I know I'm making him sound evil. He isn't. He has an addictive personality. He's an alcoholic and a out-of-control spender.


----------



## OatmealKisses (Jul 12, 2011)

Anyone?


----------



## Blanca (Jul 25, 2008)

Has he always been this way with money? I generally dont think any person is doing anything to intentionally hurt, or be mean to, someone else. So, in your H's case I dont think he is doing what he's doing to hurt you and he obviously feels justified in his reasons. It is more important to ask why he feels justified in withholding money from you. Is there a reason? There has to be. Men are very simple creatures. They respond to incidence much like children so there was some cause to get this effect. What happened? I find that in your case, being that he is withholding while you are pregnant, that the reason must be a very strong one.


----------



## OatmealKisses (Jul 12, 2011)

Honestly, I don't know why he is this way. When we were dating, and into the beginning of our marriage, he wasn't working and I was the one paying for everything. I didn't withhold money from him in any way. Actually, I wish I would have because he blow through all my savings. Some of it was unavoidable, moving expenses, but most of it was avoidable. I *know* now that some of this has to do with the fact that he just does NOT know how to manage money.

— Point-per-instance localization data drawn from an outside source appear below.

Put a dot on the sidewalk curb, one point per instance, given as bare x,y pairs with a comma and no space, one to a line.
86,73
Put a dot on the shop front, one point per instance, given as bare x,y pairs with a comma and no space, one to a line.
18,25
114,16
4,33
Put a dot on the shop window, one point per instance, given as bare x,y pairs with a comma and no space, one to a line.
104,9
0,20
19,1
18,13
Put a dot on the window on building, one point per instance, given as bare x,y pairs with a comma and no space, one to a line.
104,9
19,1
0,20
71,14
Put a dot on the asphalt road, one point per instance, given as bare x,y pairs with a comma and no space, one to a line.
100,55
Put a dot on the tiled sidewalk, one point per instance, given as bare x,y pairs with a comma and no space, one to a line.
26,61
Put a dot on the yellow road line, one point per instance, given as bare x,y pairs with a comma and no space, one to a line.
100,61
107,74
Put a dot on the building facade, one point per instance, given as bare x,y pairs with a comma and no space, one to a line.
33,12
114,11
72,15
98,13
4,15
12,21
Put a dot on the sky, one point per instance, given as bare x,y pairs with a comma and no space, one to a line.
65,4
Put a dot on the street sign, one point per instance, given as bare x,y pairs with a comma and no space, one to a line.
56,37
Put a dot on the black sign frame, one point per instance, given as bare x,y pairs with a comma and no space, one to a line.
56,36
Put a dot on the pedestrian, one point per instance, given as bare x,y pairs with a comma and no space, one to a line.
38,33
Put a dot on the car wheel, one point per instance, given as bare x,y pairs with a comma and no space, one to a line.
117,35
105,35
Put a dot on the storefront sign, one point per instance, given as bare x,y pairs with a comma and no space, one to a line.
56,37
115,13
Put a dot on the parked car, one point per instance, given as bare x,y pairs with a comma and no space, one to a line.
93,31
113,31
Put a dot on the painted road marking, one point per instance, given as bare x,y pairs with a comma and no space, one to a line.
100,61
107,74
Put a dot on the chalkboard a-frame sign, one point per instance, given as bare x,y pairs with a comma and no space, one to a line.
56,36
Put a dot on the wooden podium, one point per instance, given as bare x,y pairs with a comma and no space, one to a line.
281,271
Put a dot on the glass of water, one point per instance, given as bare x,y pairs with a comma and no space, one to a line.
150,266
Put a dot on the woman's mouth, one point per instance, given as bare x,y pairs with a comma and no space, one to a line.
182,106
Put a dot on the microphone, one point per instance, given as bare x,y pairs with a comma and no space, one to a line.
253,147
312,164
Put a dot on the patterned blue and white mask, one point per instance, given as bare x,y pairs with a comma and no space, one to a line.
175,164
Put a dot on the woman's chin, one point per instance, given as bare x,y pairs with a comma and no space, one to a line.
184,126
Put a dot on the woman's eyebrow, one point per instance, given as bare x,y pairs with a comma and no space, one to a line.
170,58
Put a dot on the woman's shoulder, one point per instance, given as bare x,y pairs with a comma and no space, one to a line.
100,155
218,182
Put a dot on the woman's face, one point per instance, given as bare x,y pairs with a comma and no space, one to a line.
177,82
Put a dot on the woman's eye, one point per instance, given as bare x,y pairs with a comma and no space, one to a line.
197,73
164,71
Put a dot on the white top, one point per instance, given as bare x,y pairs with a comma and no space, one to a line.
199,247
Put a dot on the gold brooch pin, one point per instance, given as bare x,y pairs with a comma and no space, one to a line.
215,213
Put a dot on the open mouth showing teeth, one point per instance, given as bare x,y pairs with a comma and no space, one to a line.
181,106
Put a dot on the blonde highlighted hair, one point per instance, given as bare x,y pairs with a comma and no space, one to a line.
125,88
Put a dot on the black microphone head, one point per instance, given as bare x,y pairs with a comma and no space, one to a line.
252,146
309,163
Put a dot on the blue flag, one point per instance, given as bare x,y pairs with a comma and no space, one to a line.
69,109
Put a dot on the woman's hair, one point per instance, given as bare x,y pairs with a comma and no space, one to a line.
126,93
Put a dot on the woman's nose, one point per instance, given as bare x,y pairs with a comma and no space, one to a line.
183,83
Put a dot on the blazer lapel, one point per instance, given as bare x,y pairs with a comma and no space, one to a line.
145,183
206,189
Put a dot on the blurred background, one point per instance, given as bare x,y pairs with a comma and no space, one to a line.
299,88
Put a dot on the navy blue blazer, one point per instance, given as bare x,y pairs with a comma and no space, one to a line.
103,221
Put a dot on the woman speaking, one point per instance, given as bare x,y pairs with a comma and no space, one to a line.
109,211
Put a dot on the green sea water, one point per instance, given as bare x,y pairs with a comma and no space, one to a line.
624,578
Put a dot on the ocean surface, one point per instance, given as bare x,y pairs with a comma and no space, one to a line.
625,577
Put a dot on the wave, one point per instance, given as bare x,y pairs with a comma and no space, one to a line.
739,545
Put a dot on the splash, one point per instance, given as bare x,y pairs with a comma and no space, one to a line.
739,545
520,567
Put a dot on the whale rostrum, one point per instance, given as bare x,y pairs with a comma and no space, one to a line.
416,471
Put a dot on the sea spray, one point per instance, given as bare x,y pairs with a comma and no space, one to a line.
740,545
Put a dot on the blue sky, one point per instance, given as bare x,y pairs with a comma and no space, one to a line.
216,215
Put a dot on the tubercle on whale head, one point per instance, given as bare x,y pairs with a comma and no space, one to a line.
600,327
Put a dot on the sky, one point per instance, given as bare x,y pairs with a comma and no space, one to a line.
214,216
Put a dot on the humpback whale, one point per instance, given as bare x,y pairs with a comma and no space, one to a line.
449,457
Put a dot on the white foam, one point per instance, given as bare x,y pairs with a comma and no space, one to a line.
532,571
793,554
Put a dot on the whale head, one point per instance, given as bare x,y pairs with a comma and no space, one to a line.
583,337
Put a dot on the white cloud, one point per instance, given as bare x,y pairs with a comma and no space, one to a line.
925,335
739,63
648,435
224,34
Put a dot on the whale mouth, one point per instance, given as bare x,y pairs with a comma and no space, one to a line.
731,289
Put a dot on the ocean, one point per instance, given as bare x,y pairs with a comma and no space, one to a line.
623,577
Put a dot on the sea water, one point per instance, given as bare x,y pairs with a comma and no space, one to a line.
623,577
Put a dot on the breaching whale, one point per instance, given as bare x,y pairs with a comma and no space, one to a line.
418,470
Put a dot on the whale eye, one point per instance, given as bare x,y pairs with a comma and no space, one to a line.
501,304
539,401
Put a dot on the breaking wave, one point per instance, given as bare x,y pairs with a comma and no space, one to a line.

However, I feel like some days he wants to get better at it, and some days he completely doesn't. 

I have not made any bad financial decisions in the whole time I've known him, if that's what you mean. The only thing I can think of is that he was this way before I met him and I didn't realize it because I was paying. 

I completely do think he resents me for not working though.....so maybe that's just it.


----------



## Malibu (Nov 4, 2011)

Wow, I can relate quite a bit to your post except that my husband has wanted me to be at home with our four kids until recently because we are in a crazy debt situation for similar reasons you stated. 

I hate to say it, but I think it does come down to his mindset. He is obviously not of the same belief as you about staying home/ working. I'm really curious how his behavior would change were you to go back to work. Not that I recommend that, because I don't think that's ideal. I think my husband has an addictive personality too because he just goes on these binges where he just feels he HAS to have this or that right when he wants it. I feel I have no control in the matter at all about where the money goes. I know your husband is not evil, I just think it is a simple matter of needing to grow up and learning to think of others first. He obviously believes without a shadow of a doubt that his way of thinking is the correct view on it. I do know prayer can sometimes help bring a change of heart to people to see things from a different perspective when their perspective truly is not right.


----------



## maccheese (Jul 25, 2011)

I agree that he has to have the same mindset as you about you being a SAHM. Have you explained to him how much in childcare you save in childcare expenses by staying at home with your child. I know for us, me going to work and paying for my child to be in childcare made no sense as thats all my income would pay for, for her to be in daycare. Or, maybe he's willing to pay for childcare while you work. This is something you have to consider, as much as you may want to be a SAHM, as much as he has to be in agreement with you, you have to be in agreement with him. I must admit though, staying at home for a year is not that bad. He definitely must know that there are some women that have kids and never go back to work (absolutely refuse to.)


----------